2nd Prize – Luke Horsey

RPS Young Classical Writers Prize 2022

In our teens, all the music we ought to hear and ought to like can overwhelm us. The panel commends 18-year-old Luke for picking an unlikely piece and writing with real sincerity and heart about why it speaks to him personally. We should all have his confidence to say what we like and why we like it. We are listening to Poulenc’s sonata anew thanks to his passion.

Write the music that pleases you

When confronting 20th century music for the first time, I found myself in uncertain territory. Composers were no longer moving together in the linear way that I was used to: there were cliques of impressionists, expressionists, serialists, etc. I felt that 20th century composers’ devotion to each finding their own musical identity washed me away in a sea of pentatonic scales, tone rows, and sacrificial dances.

I was about ready to give up with the 20th century when I found Poulenc’s Cello Sonata, composed in 1948. Poulenc chooses not to give the first movement a key signature, but rather a tonal centre of E. We are treated to fabulous four-bar phrases which wander very far – but always find their way back to E. The balance and resolution of this melody takes us back to Haydn, yet the angularity and chromatic spice might take us more towards a less comfortable Webern. Poulenc walks the line between classical and modern again in how he dabbles in traditional ‘sonata form’ enough to keep the music structured and palatable, whilst discarding the formalities of the classical tonal map. I find respite in Poulenc’s use of classical structure, yet he maintains enough modern cheekiness in his use of dissonance to anchor us firmly this side of 1900.

To me, it was surprising to see so many musical fingerprints peppered over this short stretch of music – since the premiere of Stravinsky’s The Rite of Spring which sparked a riot, the 20th century tended to see factions frequently form around distinct musical preferences. Yet, I find that Poulenc’s willingness to splice such diverse musical styles together is what makes this sonata so appetising.

As one of Les six, a group of composers emerging in the 1920s who refused to stick to any specific musical creed, Poulenc originally composed in an exclusively light-hearted style: but after a religious awakening, his music became somewhat more serious. We see this in the second movement, a Cavatine with a sensitive yet powerful cello melody. The use of Cavatine here is noteworthy, as this is a term usually reserved for vocal music, connoting a simple song without repeats. But again, Poulenc stretches classical elements to achieve the impression of the cello lamenting mournfully.

His playful side returns in the Scherzo-like third movement entitled Ballabile,
this time a term drawn from ballets. The fourth movement gives us a taste of Poulenc’s whimsical and sinister sides simultaneously, oscillating in tonality frequently.
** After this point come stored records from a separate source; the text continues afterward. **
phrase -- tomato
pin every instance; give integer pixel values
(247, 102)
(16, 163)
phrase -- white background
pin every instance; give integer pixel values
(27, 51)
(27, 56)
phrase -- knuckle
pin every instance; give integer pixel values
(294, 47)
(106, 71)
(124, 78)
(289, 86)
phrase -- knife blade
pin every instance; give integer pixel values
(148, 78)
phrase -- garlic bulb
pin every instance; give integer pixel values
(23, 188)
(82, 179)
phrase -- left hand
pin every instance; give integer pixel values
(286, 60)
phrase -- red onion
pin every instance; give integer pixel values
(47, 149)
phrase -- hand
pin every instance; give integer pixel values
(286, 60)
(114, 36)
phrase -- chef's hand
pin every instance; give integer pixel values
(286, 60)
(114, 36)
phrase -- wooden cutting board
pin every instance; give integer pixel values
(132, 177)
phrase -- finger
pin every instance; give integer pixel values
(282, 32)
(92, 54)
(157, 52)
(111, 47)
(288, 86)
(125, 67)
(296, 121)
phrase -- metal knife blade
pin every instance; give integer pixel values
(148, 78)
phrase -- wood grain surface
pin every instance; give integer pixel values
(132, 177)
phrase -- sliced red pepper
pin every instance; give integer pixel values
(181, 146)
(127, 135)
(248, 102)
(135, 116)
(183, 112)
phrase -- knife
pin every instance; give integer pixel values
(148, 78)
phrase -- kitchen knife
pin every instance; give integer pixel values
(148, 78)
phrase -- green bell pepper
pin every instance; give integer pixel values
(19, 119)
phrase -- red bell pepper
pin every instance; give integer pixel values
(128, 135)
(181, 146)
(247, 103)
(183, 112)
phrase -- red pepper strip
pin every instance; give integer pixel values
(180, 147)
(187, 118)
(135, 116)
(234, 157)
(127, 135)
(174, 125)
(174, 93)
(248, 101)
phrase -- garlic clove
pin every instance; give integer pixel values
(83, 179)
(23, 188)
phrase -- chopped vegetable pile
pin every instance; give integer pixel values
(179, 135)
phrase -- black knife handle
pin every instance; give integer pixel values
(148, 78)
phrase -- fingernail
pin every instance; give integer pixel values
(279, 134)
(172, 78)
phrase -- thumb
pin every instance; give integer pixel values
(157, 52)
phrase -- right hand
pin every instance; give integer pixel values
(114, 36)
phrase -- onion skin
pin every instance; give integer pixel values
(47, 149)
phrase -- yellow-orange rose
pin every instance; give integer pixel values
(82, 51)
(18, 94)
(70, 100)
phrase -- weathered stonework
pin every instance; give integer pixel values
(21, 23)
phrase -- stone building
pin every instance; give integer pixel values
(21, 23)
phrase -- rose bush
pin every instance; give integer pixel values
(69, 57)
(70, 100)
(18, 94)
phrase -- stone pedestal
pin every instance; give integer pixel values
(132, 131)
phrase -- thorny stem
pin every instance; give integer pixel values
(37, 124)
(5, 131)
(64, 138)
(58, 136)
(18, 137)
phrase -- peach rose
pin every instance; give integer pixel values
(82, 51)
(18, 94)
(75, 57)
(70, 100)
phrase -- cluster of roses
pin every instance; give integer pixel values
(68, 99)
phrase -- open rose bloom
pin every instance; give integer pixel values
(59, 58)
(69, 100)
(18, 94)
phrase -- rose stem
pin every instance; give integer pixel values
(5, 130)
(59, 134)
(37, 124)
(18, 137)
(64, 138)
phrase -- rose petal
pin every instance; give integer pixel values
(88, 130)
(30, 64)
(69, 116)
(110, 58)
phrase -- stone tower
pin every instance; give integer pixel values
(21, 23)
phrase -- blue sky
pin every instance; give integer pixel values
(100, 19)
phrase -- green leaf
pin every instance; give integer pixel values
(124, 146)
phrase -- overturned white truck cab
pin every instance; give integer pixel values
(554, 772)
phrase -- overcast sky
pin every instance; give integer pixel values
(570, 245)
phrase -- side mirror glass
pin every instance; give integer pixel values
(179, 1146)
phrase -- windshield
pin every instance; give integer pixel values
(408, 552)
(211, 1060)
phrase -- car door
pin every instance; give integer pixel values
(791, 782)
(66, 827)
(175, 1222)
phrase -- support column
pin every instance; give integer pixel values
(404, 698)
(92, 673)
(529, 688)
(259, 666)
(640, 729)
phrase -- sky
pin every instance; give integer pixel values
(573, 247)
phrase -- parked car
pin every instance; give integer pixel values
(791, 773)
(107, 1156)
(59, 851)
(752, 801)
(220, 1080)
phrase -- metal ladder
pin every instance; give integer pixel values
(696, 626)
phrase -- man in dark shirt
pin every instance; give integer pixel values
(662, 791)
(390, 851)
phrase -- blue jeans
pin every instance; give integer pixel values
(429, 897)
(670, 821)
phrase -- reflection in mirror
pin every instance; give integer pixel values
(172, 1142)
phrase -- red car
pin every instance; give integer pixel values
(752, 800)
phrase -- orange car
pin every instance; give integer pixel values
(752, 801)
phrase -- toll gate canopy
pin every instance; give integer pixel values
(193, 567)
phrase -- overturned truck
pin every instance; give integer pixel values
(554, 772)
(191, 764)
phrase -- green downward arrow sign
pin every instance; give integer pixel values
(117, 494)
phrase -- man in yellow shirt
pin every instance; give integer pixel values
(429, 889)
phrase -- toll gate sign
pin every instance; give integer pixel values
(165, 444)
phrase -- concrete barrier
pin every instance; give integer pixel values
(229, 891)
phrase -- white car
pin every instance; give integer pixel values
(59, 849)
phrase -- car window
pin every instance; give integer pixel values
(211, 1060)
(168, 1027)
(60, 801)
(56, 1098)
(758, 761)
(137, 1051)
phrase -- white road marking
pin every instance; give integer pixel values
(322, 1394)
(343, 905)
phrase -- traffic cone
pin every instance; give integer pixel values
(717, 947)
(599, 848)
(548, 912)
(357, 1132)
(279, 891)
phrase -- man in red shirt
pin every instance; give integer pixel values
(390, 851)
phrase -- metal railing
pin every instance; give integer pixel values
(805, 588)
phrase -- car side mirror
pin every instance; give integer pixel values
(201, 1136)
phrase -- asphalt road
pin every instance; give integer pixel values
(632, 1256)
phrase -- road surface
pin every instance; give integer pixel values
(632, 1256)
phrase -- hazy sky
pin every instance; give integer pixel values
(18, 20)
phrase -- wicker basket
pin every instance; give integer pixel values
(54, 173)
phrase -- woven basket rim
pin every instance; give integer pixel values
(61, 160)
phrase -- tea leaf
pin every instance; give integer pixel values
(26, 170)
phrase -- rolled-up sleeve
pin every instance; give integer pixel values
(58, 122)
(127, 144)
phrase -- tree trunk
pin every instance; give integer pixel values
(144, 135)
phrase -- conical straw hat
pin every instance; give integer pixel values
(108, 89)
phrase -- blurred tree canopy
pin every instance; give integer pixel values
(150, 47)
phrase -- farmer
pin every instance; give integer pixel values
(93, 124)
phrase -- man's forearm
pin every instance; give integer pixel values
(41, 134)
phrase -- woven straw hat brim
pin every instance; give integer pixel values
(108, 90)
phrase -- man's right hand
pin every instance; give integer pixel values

Undoubtedly, there is plenty for musicians of all tastes to find across the four movements.

Poulenc’s brilliance in this particular sonata is his ability not to take himself too seriously. He casts aside the compulsions of his contemporaries to tie his musical identity tightly to one style at the expense of others, cherry-picking the musical trademarks he wants. And he succeeds triumphantly: this is a beautiful sonata worth navigating towards if you find yourself at sea amid so much 20th century music. For me, the message to take from this sonata is to write the music that pleases you.